I still like a good platformer, though, and I also really like "life sims" (à la Animal Crossing) and roguelikes.

7. What are your three favorite movies?

Oh, this is an interesting one! Also, don't hate on me too much if you think my answers are stupid or silly, OK? Anyway, I'd say the three movies I most enjoy watching are Aliens, Groundhog Day and Working Girl. If I were allowed to add a fourth and fifth, they would be the original Alien and The Evil Dead.

8. What is your go-to music when you feel sad?

Actually, I don't tend to listen to music when I'm sad. If I did, though, I'd probably turn to Sinead O'Connor. I used to be obsessed with her, and a number of her older albums provoke strong emotional responses from me. I love that so many of her songs are about love and loss and being treated like shit and then picking yourself up, dusting yourself off and moving on with your life.

9. Does your work or study match your blogging topics?

Not at all.
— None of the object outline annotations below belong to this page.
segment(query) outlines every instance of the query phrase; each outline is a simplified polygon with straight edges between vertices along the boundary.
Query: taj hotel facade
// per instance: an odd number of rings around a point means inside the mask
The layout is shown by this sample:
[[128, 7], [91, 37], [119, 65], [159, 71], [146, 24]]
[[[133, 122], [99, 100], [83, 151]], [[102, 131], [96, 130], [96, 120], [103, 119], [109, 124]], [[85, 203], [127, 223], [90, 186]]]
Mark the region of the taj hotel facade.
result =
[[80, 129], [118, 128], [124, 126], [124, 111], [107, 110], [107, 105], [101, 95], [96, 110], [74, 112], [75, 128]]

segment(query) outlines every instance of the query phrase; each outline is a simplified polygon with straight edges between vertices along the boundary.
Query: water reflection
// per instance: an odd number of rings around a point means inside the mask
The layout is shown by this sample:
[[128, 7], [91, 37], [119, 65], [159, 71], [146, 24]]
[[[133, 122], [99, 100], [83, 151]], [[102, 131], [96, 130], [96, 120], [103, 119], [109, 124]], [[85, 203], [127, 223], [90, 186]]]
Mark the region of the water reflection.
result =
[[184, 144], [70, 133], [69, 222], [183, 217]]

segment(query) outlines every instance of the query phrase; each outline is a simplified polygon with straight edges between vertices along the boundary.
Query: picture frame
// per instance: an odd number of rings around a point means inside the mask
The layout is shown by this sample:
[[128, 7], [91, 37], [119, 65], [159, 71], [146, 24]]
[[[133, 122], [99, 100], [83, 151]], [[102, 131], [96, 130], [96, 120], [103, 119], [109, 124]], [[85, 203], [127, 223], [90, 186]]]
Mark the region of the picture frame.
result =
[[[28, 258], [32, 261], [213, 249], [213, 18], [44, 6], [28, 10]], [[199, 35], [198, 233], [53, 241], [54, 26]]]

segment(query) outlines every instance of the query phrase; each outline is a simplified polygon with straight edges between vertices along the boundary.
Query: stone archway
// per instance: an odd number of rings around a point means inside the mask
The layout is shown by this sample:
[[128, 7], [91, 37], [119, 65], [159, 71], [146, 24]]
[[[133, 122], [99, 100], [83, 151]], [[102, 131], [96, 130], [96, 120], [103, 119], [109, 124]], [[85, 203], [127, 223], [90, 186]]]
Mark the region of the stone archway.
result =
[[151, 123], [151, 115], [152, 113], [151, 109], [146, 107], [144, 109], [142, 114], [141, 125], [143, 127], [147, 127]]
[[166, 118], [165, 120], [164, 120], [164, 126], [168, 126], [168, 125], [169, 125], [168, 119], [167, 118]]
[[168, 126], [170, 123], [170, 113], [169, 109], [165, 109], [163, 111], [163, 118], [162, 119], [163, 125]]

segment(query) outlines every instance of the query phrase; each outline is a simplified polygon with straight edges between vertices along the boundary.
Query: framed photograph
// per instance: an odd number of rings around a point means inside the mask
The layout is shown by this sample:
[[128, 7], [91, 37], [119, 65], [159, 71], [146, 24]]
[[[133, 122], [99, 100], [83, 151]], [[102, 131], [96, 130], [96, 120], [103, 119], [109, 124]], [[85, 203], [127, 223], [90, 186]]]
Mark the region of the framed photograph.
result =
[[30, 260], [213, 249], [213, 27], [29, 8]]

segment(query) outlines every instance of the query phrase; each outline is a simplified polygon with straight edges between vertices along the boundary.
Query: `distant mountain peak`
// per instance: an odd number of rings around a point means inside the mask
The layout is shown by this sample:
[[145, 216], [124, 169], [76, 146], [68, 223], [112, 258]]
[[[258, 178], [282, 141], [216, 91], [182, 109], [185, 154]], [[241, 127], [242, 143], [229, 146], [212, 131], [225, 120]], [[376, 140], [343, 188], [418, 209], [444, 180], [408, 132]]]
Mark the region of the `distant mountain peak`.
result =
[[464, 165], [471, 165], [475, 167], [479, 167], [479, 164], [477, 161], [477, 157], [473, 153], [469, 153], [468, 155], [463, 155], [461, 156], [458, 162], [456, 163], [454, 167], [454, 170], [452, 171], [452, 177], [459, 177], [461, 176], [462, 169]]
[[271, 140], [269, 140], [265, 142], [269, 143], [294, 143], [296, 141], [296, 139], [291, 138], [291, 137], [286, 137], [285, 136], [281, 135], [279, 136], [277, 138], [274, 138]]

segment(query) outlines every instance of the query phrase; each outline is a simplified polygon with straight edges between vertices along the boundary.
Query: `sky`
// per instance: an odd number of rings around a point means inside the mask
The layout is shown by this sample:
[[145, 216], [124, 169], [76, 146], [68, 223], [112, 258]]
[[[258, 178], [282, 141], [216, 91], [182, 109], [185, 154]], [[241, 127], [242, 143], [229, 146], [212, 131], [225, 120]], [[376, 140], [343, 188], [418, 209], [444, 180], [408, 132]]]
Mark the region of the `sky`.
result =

As a writer, I've rarely gotten to write about video games. Actually, I had a few gigs early on that allowed me to write about them, but they've since ended. Oh, well.

Instead, most of what I write professionally is aimed at people in business world--executives and the like. Specifically, I've written a lot of articles for sites and magazines maintained and published by non-profit (or not-for-profit) associations.

That probably sounds boring, but I really enjoy it. I get to interview a lot of people who are passionate about what they do and in the meantime I get to educate myself about all sorts of topics I'd never know about otherwise.